As I’m writing this Culture Fix on 13 October, I think it’s only fair to include Ireland Music Week which took place last week: conference by day and showcase by night. Attending the panels and tuning in for evening programme made me a) amazed and inspired by resilience and creativity of music industry during these tough times b) really miss going to gigs! There is a great review on The Last Mix Tape, and IMW team compiled a Spotify playlist of 50 performing artists from Ireland and Northern Ireland and it’s been on repeat non-stop for me – check it out!
Aoife Ward - Office and Project Administration
It would be amiss of me to start off my culture fix for this month with anything other than Halloween. This Halloween is going to be spent a little different than most, although I’ve still not missed the opportunity to indulge myself in one of my favourite aspects of the holiday – horror movies. I wasn’t always a fan of the genre. When I was fourteen I watched ‘Orphan’ for the first time and decided that was enough horror to last a lifetime although I re-discovered my love/hate relationship for it as an adult and haven’t really looked back since.
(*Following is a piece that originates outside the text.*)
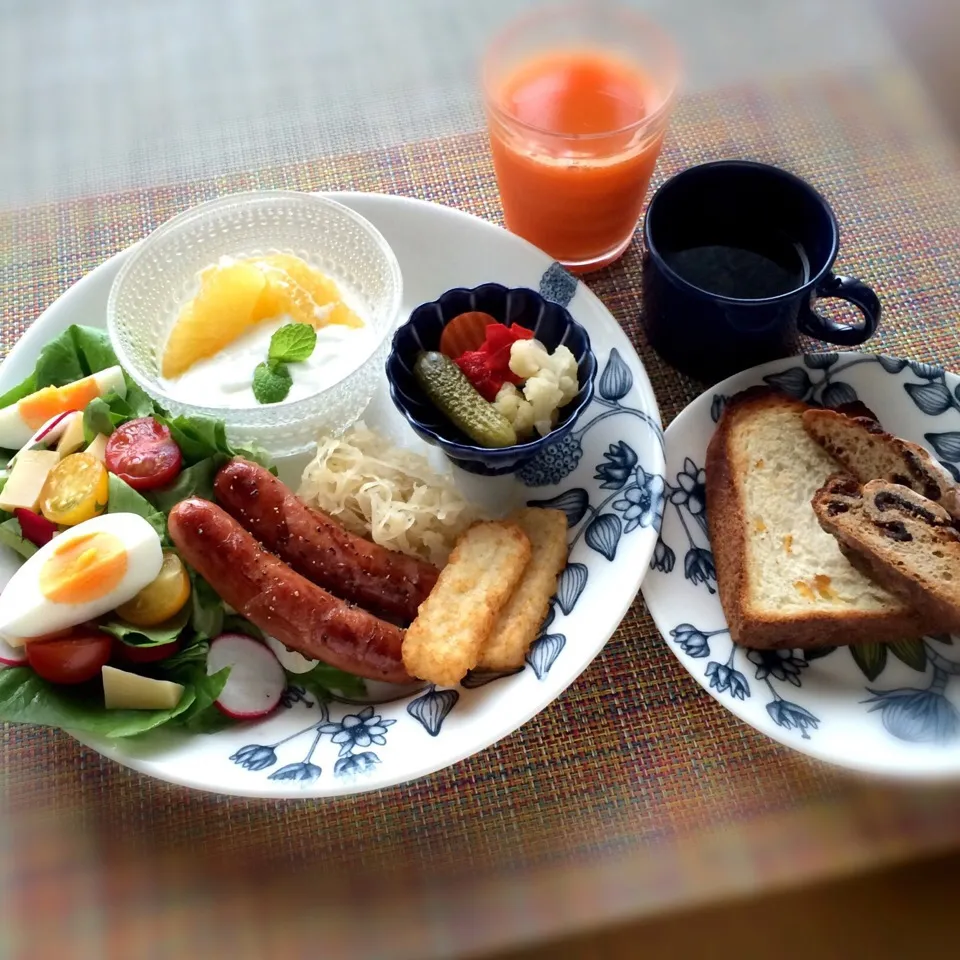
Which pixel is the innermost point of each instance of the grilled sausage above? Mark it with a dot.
(319, 548)
(301, 615)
Something I’ve recently been watching more of is Horror Noire after watching the documentary ‘Horror Noire: A History of Black Horror’. The documentary examines the history of black people in horror films and how their relationship with horror has developed over the decades – from being cast as the subject of people’s fear to being able to tell their own stories and showcase their own lived experiences through the genre. The most popular recent example is the 2017 film ‘Get Out’ by Jordan Peele. The film I’m most looking forward to seeing in the coming weeks however is ‘His House’ which is being released on Netflix this month and follows the lives of a family of asylum seekers living in the UK.
On a lighter note I also binge watched Schitts Creek this past month which, if you’re looking for a break from the constant bombardment of horror and haven’t already gotten around to watching it, is the perfect show to watch if you’re looking for good vibes.